All these three ways of referring to narrative manner could be mixed up — tone is voice is style.
In some writers, that mixing up may be deliberate. They might feel they write better in the murk.
However, I think all three need to be kept separate, conceptually, for clarity’s sake — especially when they are being worked towards, either at an early stage in a writer’s development, or an early stage in their writing of a story.
TONE
Tone can be distinguished easily enough. A novel, or a passage in a novel, can be elegiac or mischievous, and that is its tone. The style it is written in may be wordy, with complicated syntax, or minimal, with few commas, but it can still in tone be elegiac or mischievous or all the other possibilities.
Tone is often seen as more a matter of conscious authorial choice than style or voice. Because tone, in a way, is what the story is about. A sad story is told sadly, in a fittingly sad tone.
Tone is intimately related to the narrator’s attitude toward the action, toward the events narrated, rather than their attitude toward language or toward the reader-writer relationship.
STYLE
Style is something over which the writer perhaps forlornly hopes to keep control. I will make my style this or I will write my book in this style or, quite often, I will never again allow myself to write in a style like that. But some writers seem to default to one style or other. And often this is a style they first encountered as literary, or a style they fell in love with in a particular writer or genre of writing. This is influence.

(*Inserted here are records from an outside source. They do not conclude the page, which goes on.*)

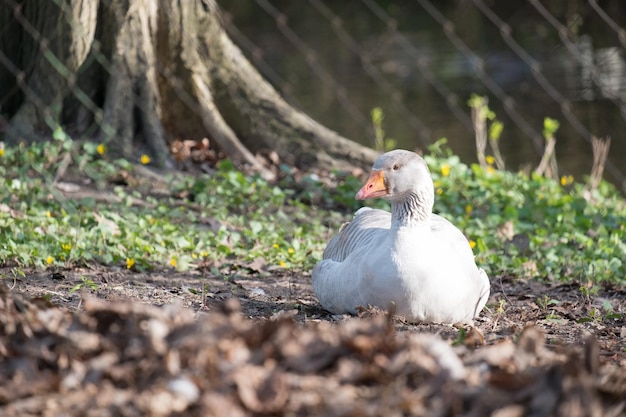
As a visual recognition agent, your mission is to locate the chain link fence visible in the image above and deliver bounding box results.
[0,0,626,190]
[222,0,626,189]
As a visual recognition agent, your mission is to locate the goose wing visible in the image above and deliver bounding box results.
[323,207,391,262]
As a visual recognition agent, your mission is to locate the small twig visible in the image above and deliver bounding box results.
[535,136,556,178]
[588,136,611,192]
[52,151,72,184]
[472,101,487,169]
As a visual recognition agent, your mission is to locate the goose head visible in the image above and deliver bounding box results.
[355,149,435,221]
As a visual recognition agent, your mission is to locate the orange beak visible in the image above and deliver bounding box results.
[354,171,389,200]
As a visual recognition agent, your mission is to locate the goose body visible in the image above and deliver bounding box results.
[312,150,490,323]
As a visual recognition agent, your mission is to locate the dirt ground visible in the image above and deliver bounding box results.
[0,268,626,417]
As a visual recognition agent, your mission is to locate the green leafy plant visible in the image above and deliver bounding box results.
[0,134,626,284]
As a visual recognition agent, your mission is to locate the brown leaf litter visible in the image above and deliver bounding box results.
[0,272,626,417]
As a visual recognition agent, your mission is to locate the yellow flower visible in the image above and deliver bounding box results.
[561,175,574,187]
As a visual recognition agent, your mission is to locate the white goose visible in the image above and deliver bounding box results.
[312,150,490,323]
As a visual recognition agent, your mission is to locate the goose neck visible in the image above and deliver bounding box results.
[391,189,434,227]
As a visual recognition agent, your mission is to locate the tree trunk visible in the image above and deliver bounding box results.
[0,0,376,176]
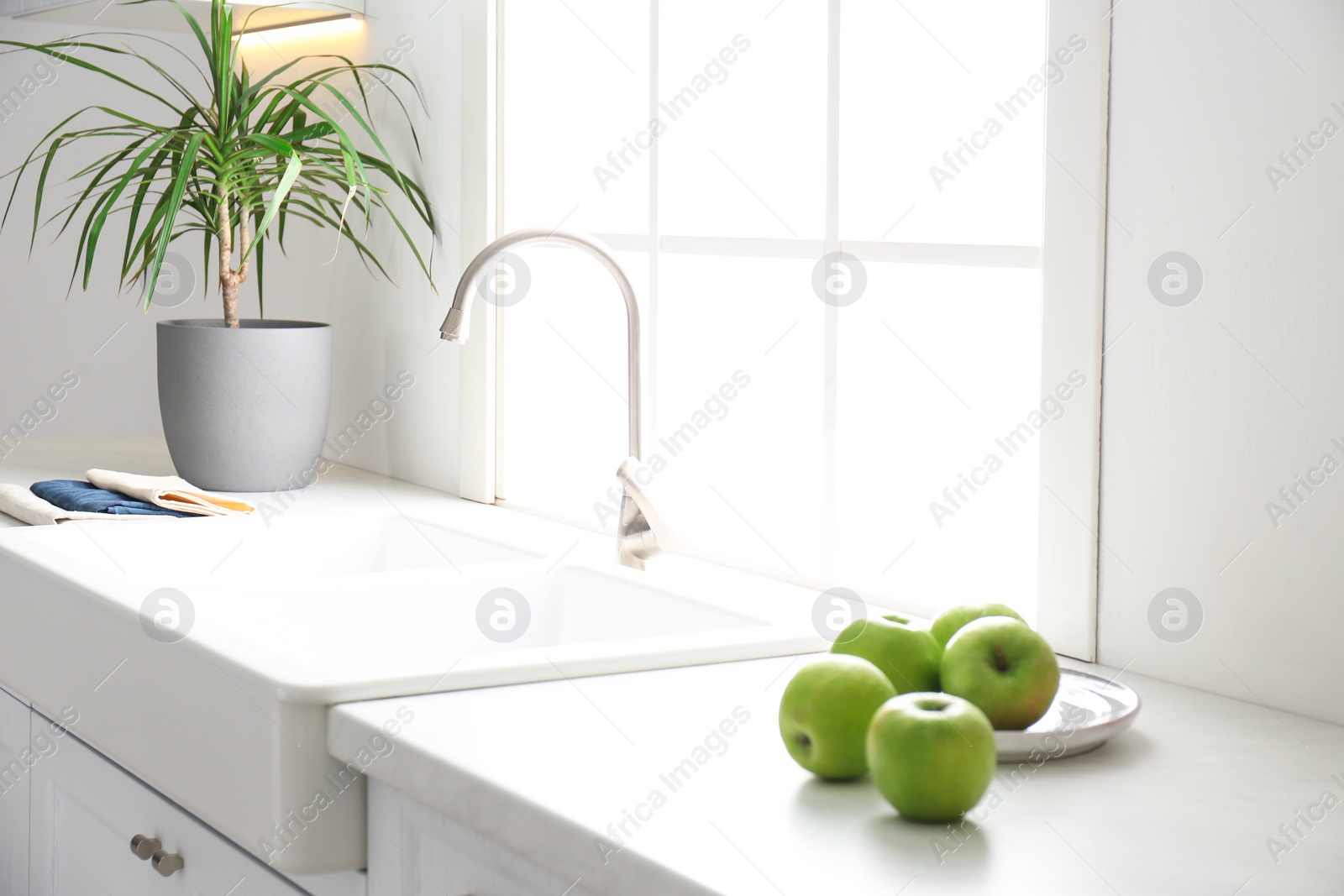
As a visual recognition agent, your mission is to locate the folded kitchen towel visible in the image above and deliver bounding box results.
[0,482,126,525]
[32,479,193,516]
[85,470,257,516]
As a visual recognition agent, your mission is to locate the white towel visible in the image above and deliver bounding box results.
[85,470,257,516]
[0,482,124,525]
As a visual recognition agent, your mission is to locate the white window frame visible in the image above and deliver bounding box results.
[459,0,1110,661]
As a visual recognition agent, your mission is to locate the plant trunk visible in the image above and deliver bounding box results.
[219,196,251,329]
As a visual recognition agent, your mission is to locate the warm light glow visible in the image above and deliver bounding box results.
[238,16,365,50]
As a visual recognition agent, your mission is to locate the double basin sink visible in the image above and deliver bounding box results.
[0,486,827,873]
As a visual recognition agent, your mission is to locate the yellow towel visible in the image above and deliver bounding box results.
[85,470,257,516]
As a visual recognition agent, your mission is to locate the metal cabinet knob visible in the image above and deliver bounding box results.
[150,849,183,878]
[130,834,163,861]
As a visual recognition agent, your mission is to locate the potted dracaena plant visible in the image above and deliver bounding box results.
[0,0,434,491]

Style dictates syntax, word choice, use of allusions and echos, but is also the manifestation of an attitude. See below.
VOICE
To students who might get intimidated if I talked to them about their style, implying they already needed to have one, I talk about voice.
They all already have a voice. They just may not use it for their writing.
Those two things can, I think, be separated — style can be put on, on top of voice. The two won’t necessarily fit. An affected style can undermine a potentially good voice.
The difference is often that between style and a style.
STYLE AGAIN
Style, true style, is a manner of being — it is a disposition toward the world expressed through an attitude to words. Usually, developing this takes years.
Because of this, style is a deep thing, perhaps a pervasive thing, whereas a style is an improvised and often desperate thing. But for beginning writers, adapting a style may be their way of working toward writing in their own style. (This was certainly the case for me. Adventures in Capitalism, my first book, is full of stories where I’m trying out a style and then another style.)
It is easier to attempt to write honestly and directly than to attempt immediately to write with your own distinctive style. Some writers believe that style is merely honesty — they are usually male, macho, heterosexual and lying. Style is often deceptive and excessive. Even literary minimalism à la Gordon Lish is a form of excess — excessive omission. Look at all I can do without!
The most important thing, I believe, is to do is begin writing with as much energy as you can. Energy can go equally into understatement as verbal exuberance. (This is not about using energetic doing verbs.)
Showing off is a good way of finding out what you have to show.
You may find you end up with something very raw and true to show, as a result of months of merely showing off.